I built a chatbot that hallucinated constantly until I integrated RAG. Same model, but with access to our documentation. Suddenly it cited sources and gave accurate answers. That's the power of RAG.

Document Loaders: Ingesting Text from Sources

Document loaders read from various sources and return a list of Document objects:

from langchain_community.document_loaders import PyPDFLoader, TextLoader, WebBaseLoader

# Load a PDF
pdf_loader = PyPDFLoader("document.pdf")
documents = pdf_loader.load()

# Load a plain text file
text_loader = TextLoader("notes.txt")
documents = text_loader.load()

# Load from a web page
web_loader = WebBaseLoader("https://python.langchain.com/docs/")
documents = web_loader.load()

print(documents[0].page_content) # The text
print(documents[0].metadata) # Source, page number, etc.

Common loaders:

  • PyPDFLoader: PDF files
  • CSVLoader: CSV data
  • DirectoryLoader: Multiple files from a directory
  • WebBaseLoader: Web pages
  • GitHubRepositoryLoader: GitHub repos
  • UnstructuredURLLoader: HTML with fallback parsing

Text Splitters: Chunking Documents

Large documents must be split into chunks that fit the model's context window and retrieve relevant passages:

from langchain_text_splitters import RecursiveCharacterTextSplitter

# Create a splitter
splitter = RecursiveCharacterTextSplitter(
chunk_size=1000, # Characters per chunk
chunk_overlap=200, # Overlap between chunks to preserve context
separators=["\n\n", "\n", " ", ""] # Split on paragraphs first, then sentences, then words
)

# Split documents
chunks = splitter.split_documents(documents)

print(f"Created {len(chunks)} chunks")
print(f"First chunk: {chunks[0].page_content[:200]}...")

Key parameters:

  • chunk_size: Larger = more context per chunk, fewer searches needed; smaller = more granular retrieval
  • chunk_overlap: Prevents important information from being cut off
  • separators: Order matters—split on logical boundaries first

For code or structured text, use Language-specific splitters:

from langchain_text_splitters import Language, RecursiveCharacterTextSplitter

code_splitter = RecursiveCharacterTextSplitter.from_language(
language=Language.PYTHON,
chunk_size=512,
chunk_overlap=100
)

code_chunks = code_splitter.split_text(python_code)

Embeddings: Converting Text to Vectors

Embeddings convert text into numerical vectors that capture semantic meaning. Similar texts have similar vectors:

from langchain_openai import OpenAIEmbeddings
from langchain_community.embeddings import OllamaEmbeddings

# Use OpenAI embeddings (requires API key)
embeddings = OpenAIEmbeddings(model="text-embedding-3-small")

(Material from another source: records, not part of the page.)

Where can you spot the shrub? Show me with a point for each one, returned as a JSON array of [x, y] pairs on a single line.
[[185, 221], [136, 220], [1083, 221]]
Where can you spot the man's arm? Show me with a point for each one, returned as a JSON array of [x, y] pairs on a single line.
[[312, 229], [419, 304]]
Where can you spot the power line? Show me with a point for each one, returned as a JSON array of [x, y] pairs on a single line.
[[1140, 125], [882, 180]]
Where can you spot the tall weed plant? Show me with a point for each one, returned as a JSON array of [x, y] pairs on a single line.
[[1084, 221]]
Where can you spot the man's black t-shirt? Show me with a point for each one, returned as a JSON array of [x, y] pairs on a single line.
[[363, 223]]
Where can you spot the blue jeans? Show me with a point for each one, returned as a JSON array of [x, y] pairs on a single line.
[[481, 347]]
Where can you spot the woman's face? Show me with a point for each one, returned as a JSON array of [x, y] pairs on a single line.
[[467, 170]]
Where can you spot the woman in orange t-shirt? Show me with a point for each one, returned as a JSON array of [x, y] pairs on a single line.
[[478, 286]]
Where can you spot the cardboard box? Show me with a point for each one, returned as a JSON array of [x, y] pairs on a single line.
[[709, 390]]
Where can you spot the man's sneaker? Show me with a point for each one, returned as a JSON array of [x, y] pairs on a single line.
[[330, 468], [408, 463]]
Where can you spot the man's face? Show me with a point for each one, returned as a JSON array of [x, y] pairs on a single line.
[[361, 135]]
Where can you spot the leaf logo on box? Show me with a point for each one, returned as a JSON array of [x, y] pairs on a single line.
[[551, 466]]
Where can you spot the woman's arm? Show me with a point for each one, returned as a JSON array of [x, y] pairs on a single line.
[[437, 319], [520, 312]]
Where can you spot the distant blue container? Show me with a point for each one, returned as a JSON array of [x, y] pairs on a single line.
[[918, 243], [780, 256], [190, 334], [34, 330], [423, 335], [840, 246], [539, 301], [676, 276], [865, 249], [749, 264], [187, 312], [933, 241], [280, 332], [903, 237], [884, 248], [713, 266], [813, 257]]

# Or use local Ollama embeddings
embeddings = OllamaEmbeddings(model="nomic-embed-text")

# Embed a single text
vector = embeddings.embed_query("What is Python?")
print(len(vector)) # 384 dimensions for text-embedding-3-small

# Embed multiple texts
texts = ["Python is a language", "JavaScript is also a language"]
vectors = embeddings.embed_documents(texts)

OpenAI embeddings are high-quality but cost per token. Ollama embeddings are free but lower quality. Choose based on your accuracy/cost tradeoff.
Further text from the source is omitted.